Além da estruturação das empresas, outra opção bem quista para o planejamento sucessório é a lavratura de testamento.

Através de um testamento podemos dispor livremente de 50% (cinqüenta por cento) de nossa herança – parcela esta chamada de herança disponível -, destinando-a a quem nos aprouver. A outra metade dos nossos bens deverão ser destinados em proporção igual aos nossos herdeiros necessários, que podem ser nossos descendentes, ascendentes, cônjuges e colaterais, dependendo da situação em que vivemos – a esta chamamos de herança legítima.
Apesar de haver o direcionamento obrigatório da herança legítima nos moldes acima apresentados, através de um testamento é possível, ainda, direcionarmos bens específicos a cada herdeiro, mantendo-se a proporção.

Dessa forma, verificamos a possibilidade de planejar minuciosamente a transmissão de nossos bens, o que se coaduna, inclusive, com a constituição de uma holding familiar, conforme acima exposto, facilitando a direção do controle acionário de uma sociedade, por exemplo.

III. Doação

Há ainda outra ferramenta aliada ao planejamento sucessório ao qual nos referimos. Trata-se da doação.

A doação, assim como o testamento, deve seguir a regra de disponibilidade de bens, ou seja, tem-se a liberdade de dispor livremente de 50% (cinqüenta por cento) dos bens consistentes do patrimônio, mas a outra metade deve ser dirigida em proporções iguais aos herdeiros necessários.

Sendo assim, caso a doação seja dirigida a um herdeiro necessário, se não constar expressamente no contrato a ela referente que o bem objeto da doação partiu da parte disponível dos bens do doador, o donatário deverá, quando do falecimento do doador, trazer este bem ao inventário. Isto porque é necessário verificar a sua proporção na partilha dos bens, que deve ser idêntica aos demais herdeiros necessários. Caso a doação supere a proporção destinada ao herdeiro/donatário, ele deverá compensá-la aos demais herdeiros na partilha.

A doação, diferentemente do testamento, transfere os bens do doador ainda em vida.
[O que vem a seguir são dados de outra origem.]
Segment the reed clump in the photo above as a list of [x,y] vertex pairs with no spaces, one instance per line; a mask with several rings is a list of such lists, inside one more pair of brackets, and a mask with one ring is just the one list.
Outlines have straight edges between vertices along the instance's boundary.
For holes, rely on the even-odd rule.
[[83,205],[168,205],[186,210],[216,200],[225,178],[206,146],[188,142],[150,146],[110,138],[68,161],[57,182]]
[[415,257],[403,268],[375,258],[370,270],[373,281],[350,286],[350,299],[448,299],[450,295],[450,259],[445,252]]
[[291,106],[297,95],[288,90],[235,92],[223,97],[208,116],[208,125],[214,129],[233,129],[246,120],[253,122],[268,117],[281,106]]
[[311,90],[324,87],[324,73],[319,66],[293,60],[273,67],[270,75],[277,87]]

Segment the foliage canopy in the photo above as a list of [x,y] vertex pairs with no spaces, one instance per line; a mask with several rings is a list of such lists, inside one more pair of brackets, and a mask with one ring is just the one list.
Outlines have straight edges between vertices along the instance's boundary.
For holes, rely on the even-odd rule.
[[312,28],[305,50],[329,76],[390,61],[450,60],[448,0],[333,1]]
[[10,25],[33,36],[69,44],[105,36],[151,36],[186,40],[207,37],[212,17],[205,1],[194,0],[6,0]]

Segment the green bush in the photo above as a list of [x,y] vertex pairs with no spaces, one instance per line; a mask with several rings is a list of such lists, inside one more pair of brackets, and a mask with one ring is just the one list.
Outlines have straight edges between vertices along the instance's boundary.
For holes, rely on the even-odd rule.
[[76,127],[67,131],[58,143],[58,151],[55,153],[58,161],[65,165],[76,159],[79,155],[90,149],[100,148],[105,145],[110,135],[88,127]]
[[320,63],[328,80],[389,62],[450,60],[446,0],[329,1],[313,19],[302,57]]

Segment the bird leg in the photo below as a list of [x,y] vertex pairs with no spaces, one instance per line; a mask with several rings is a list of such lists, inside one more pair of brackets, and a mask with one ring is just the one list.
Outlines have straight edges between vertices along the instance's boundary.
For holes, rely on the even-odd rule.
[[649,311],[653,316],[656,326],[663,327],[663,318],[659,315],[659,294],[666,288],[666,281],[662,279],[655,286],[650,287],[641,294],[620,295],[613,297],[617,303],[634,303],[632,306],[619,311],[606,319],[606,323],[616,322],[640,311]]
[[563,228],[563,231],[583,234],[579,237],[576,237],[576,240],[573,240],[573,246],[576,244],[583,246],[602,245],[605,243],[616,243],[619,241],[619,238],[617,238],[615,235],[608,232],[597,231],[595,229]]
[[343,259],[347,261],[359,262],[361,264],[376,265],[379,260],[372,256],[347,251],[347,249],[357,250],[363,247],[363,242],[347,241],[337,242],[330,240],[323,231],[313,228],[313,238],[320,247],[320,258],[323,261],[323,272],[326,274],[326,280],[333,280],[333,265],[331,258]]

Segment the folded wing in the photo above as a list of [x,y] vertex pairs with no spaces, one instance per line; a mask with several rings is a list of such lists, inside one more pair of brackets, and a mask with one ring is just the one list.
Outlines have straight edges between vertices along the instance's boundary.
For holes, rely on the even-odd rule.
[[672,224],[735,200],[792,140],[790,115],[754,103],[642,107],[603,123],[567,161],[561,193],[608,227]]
Este fator também contribui para o planejamento sucessório, coadunando com as outras duas ferramentas expostas, podendo servir para a transmissão de quotas da sociedade administrativa criada, bem como para a realização da partilha em vida.

A transmissão de bens através da doação e do testamento é tributável através do Imposto Estadual de Transmissão Causa Mortis e Doação, cuja alíquota varia para cada Estado da Federação, sendo de no máximo 8% (oito por cento), mas 4% (quatro por cento) em São Paulo.

Tendo em vista, portanto, as ferramentas acima expostas, sendo certo que todas podem ser utilizadas concomitantemente, completando-se, verificamos que existe a plena possibilidade de preservarmos o patrimônio construído durante a nossa vida, da maneira que melhor nos parecer, evitando, ainda, o desgaste familiar por conta da partilha de bens.

Esses fatores somados à tranqüilidade de viver e construir, sabendo que há um direcionamento para a continuidade da nossa história, ou mesmo conforto de nossos entes queridos lembrando-se com carinho da nossa presença em suas vidas, superam em muito o horizonte feliz de um almoço de domingo e, portanto, tornam-se suficientes para que cada vez mais este tipo de planejamento seja realizado.